I had to take a No Objection Letter from my employer stating my salary and A&E sent it to the police. The police decide how much alcohol you can buy a month from A&E depending on your salary. No hassle at all. Course, you can always buy as much as you want from Baracuda.


----------



## starverry (Aug 13, 2011)

There's a new A&E just open in Dubai Marina Mall too


----------



## ipguy (Jul 31, 2011)

Does that mean that till I get the license I can buy alcohol but can not drink it?
Weird!


----------



## ipguy (Jul 31, 2011)

Found tbe store at the Dubai Mall
Thank you for pointing me in the right durection
The requirements are many
Letter from police, rent agreenent with RERA stamp, passport with visa and payment of the fee
My guess is it will take a long time to get one

Is the license a legal requirement to enter a bar or only to drink at a bar?


----------



## w_man (Apr 16, 2010)

The license is a legal requirement to drink anywhere or even be in possession of alcohol.

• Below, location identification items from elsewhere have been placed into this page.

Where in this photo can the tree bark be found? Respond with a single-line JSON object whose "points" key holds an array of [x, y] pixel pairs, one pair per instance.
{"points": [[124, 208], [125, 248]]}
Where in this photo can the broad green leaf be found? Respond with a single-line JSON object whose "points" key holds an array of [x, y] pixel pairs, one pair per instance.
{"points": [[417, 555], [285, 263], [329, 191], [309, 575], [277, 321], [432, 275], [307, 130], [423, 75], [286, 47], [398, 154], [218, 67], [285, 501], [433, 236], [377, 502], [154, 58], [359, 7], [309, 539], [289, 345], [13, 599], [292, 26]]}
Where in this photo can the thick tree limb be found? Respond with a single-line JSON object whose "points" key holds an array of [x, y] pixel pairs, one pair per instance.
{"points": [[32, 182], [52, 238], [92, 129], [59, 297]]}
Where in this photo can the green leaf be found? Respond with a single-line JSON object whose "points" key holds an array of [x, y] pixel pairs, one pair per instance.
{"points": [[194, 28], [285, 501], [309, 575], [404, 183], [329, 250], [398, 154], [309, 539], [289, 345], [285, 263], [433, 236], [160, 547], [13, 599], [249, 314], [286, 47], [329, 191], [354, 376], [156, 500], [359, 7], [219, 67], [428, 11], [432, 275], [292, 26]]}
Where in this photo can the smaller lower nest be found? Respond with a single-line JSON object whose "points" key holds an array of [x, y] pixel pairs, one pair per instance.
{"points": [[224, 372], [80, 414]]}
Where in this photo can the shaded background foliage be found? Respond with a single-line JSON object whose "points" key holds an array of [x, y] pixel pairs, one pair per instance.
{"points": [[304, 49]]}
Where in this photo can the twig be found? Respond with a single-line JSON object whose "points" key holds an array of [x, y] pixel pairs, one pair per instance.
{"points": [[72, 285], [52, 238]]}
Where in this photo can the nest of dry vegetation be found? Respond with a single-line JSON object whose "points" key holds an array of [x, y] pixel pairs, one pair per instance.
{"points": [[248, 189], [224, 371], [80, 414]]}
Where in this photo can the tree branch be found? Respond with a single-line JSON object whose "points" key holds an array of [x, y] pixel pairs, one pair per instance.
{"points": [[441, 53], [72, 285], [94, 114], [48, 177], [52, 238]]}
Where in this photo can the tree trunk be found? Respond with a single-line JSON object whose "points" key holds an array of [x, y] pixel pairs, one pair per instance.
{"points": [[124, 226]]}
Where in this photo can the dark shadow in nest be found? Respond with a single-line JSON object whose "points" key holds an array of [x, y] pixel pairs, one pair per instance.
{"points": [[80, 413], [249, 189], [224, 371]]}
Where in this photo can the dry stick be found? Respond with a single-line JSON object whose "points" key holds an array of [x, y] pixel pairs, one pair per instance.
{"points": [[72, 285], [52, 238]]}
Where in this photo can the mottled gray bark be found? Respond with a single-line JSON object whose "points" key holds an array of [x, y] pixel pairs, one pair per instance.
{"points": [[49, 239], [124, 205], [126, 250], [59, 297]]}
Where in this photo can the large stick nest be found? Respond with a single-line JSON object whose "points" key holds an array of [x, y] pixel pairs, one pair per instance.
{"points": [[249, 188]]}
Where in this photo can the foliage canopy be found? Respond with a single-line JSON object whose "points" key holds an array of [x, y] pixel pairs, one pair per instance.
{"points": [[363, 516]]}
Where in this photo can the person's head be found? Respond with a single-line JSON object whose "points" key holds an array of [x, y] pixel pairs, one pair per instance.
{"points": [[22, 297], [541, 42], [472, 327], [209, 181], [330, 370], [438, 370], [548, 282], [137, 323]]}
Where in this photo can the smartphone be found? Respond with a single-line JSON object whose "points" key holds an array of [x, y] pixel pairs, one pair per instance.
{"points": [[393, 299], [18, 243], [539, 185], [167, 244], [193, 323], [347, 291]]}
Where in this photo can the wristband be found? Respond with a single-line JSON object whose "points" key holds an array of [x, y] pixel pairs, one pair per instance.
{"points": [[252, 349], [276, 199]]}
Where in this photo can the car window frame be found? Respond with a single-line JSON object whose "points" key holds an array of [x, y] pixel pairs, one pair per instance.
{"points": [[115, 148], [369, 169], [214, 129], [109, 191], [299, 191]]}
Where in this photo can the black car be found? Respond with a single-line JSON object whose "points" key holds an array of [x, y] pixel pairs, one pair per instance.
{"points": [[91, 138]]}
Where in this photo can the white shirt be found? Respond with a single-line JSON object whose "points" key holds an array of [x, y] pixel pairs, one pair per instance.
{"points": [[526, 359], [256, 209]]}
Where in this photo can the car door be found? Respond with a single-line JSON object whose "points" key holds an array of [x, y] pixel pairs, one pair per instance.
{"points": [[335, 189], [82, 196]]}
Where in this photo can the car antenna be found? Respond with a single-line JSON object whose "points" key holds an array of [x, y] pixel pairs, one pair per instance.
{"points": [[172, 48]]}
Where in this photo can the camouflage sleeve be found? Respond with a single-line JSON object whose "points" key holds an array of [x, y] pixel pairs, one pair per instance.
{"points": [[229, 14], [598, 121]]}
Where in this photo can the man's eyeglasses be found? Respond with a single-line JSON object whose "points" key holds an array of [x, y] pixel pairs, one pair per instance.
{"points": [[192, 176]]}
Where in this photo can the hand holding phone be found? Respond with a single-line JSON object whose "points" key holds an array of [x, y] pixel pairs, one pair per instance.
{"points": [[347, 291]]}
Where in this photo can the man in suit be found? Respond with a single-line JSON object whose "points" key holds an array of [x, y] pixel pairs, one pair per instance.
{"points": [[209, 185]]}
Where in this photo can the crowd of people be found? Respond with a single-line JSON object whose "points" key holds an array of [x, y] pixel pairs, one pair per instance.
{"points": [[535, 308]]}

If you go to a bar and drink - legally, you should have a license. No one will check until something goes wrong - then you're screwed if you don't have one.

If you purchase alcohol from a place which doesn't require you to show your license and then get pulled over while transporting it or have it at home and the police comes into your house for some reason - you're screwed if you don't have a license.

If you are able to get the license - just get it. It'll avoid any of the 'what if' situations and at that point the paperwork won't look all that bad.


----------



## nkcomp (Aug 20, 2011)

ipguy said:


> Found tbe store at the Dubai Mall
> Thank you for pointing me in the right durection
> The requirements are many
> Letter from police, rent agreenent with RERA stamp, passport with visa and payment of the fee
> ...


hey, where is the store in Dubai Mall? i tried looking for it. Could u plz give precise directions. many thanx


----------



## tarek.m2day (Aug 18, 2011)

Come on guys, just go to Ajman store I can guide u, u can get as much as u want and all brands , very cheap and u don't need any letter, I can help on this


----------



## ipguy (Jul 31, 2011)

It is in the lower level. Parking level, a couple of levels below the supermarket and one kevel below the dry cleaner
Just us any person working at the mall


----------



## nkcomp (Aug 20, 2011)

tarek.m2day said:


> Come on guys, just go to Ajman store I can guide u, u can get as much as u want and all brands , very cheap and u don't need any letter, I can help on this


@tarek: its not about buying or whr u can get cheap liquor. Its about being on the right side of law. If u r caught in possesion of liquor without a valid permit, u can end up in jail.

@ipguy: thanx mate for the directions. Found one nearer to home in IBN batuta.

Sent from my iPhone using ExpatForum


----------



## ReggieDXB007 (Mar 10, 2011)

nkcomp said:


> @tarek: its not about buying or whr u can get cheap liquor. Its about being on the right side of law. If u r caught in possesion of liquor without a valid permit, u can end up in jail.
> 
> @ipguy: thanx mate for the directions. Found one nearer to home in IBN batuta.
> 
> Sent from my iPhone using ExpatForum


Quite - sorry to harp on about this but it is important. You cannot consume, own, transport alcohol without a licence. Doesn't matter who you are - resident, tourist it all applies. Google or search in here and you'll see considerable discussion about it. Clearly since so many people (a significant proportion of tourists for example) do habitually break the law and do not end up in jail/court, the authorities do not necessarily specifically target this infraction but like with anything else, if you are stopped for something else, they'll throw the book at you.


----------